Celui qu’il trouve le plus intéressant et ouvert sur le monde, c’est Dream Defenders. « Ils parlent d’Haïti, de la Palestine, du Mexique, au contraire du mouvement Black Lives Matter, trop centré sur lui-même. »

Youssouf ne se fait pas d’illusion, les choses ne changeront pas du jour au lendemain suite à une campagne sur les réseaux sociaux. Il s’agissait avant tout pour lui d’informer sur le blackface et de voir comment différentes organisations françaises aux objectifs parfois différents, peuvent travailler ensemble.

Quelle cible ?

La campagne devait initialement débuter le samedi 14 novembre en même temps que les festivités mais la veille, Paris et Saint-Denis étaient frappées par des attentats. Le collectif a donc décidé de décaler la campagne d’une journée.

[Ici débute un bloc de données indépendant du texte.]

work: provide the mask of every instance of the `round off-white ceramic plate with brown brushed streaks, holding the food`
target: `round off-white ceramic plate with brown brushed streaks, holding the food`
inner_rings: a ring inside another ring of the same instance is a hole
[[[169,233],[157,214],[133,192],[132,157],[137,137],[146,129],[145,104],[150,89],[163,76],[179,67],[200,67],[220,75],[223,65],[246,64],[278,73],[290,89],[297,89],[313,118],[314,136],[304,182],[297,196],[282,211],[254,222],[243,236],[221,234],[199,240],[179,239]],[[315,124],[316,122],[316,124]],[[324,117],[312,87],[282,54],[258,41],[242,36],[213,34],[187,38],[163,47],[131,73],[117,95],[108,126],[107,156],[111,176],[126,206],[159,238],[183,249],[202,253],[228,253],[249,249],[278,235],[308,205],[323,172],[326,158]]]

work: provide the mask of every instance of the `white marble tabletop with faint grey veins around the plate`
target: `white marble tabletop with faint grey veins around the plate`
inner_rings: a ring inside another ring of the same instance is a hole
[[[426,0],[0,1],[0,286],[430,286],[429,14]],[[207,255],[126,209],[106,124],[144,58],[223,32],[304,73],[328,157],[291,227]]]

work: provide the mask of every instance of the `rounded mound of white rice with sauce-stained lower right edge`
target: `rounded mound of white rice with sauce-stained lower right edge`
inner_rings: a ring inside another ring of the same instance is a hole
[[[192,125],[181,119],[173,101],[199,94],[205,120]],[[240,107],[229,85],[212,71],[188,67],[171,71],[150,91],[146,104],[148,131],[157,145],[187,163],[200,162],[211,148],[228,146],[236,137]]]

En tout, c’est plus d’une soixantaine de photos d’hommes et de femmes, venant de Paris, Marseille, Lille et Nantes pour la plupart qui ont été publiées sur le mur Facebook de l’événement.

L’un des buts de cette campagne à l’initiative de Ferguson in Paris, association comprenant moins d’une dizaine de membres, est de faire connaitre ce que représente le blackface au plus grand nombre. Mais sur Facebook, le collectif prêche auprès de convertis. Sur Twitter, beaucoup moins d’activités et quelques rares soutiens visibles de la part d’activistes néerlandais sur Twitter.

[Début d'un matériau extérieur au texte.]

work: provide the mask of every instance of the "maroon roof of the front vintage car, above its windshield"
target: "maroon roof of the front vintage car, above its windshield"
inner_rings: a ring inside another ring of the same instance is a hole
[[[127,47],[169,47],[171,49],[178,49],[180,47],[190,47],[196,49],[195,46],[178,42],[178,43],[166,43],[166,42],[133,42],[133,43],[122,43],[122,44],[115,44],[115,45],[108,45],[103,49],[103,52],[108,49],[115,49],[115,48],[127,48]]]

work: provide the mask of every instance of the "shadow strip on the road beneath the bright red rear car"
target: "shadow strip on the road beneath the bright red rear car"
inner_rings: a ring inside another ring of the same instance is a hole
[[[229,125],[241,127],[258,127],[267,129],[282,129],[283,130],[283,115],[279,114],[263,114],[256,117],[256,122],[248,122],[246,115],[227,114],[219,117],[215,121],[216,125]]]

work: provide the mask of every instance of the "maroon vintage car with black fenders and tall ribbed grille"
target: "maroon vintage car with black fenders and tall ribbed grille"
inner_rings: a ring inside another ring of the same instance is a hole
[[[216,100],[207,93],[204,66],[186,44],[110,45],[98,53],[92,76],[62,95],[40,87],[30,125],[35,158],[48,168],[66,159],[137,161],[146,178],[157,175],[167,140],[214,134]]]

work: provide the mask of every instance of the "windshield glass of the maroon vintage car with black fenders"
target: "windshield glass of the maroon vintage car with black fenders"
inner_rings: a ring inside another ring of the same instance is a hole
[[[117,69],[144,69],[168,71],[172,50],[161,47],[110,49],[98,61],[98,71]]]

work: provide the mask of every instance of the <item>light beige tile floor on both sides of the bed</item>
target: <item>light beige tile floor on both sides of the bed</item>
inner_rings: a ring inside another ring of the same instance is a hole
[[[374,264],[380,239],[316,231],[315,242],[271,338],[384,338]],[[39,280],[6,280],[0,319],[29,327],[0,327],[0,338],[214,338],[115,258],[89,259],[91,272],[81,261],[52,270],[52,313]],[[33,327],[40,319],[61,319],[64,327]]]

D’autres, comme Stop Blackface, critiqué pour avoir manifesté au lendemain des attentats, ont contacté Ferguson in Paris et d’autres associations afin de demander aux organisations d’être solidaires. Quid des personnes non connectées ?

Dénoncer la négrophobie où qu’elle soit

Chaque association a un combat en priorité, l’intersectionnalité pour certaines, les questions raciales pour d’autres. Il n’est donc pas simple de travailler toutes ensemble. Mais tous s’entendent sur un même point : la négrophobie existe dans toutes les sociétés.

« Chaque pays à son blackface. En France, on a Banania et les gâteaux Têtes de nègre qui rappelle l’époque coloniale, des statuts de Colbert, aux Etats-Unis, des drapeaux confédérés. C’est inquiétant de voir encore autant de symboles négrophobes dans nos sociétés. »

Quand on lui demande s’il ne pense pas que les afrofrançais ont peut-être d’autres problématiques ici, il répond : »On en vient toujours à cette question mais j’ai l’impression que même ce qui se passe en bas de chez eux ne les intéressent pas. Je pense par exemple au cas de l’incendie  Vincent Auriol. On était à peine 30 au procès. »

Les associations néerlandaises contre Zwarte Piet et autres ne les ont pas sollicité mais ils espèrent pouvoir créer des liens avec elles (par exemple avec Stop Blackface, organisation anglophone).

Le collectif français – qui pourrait lancer une nouvelle campagne le 5 décembre – aimerait réussir à créer une coalition au niveau européen voire mondial.

Mais peut-on mettre sur le même plan un défilé annuel en blackface et le personnage de Banania ? Les problématiques françaises sont-elles les mêmes que celles des Afronéerlandais, Belges et Allemands, ayant en commun un passé colonial mais pas exactement la même histoire pour autant ?

Combattre cette forme de racisme n’existant pas en tant que tel dans l’hexagone est-ce une priorité pour les Afrofrançais.e.s ? À elleux de le dire.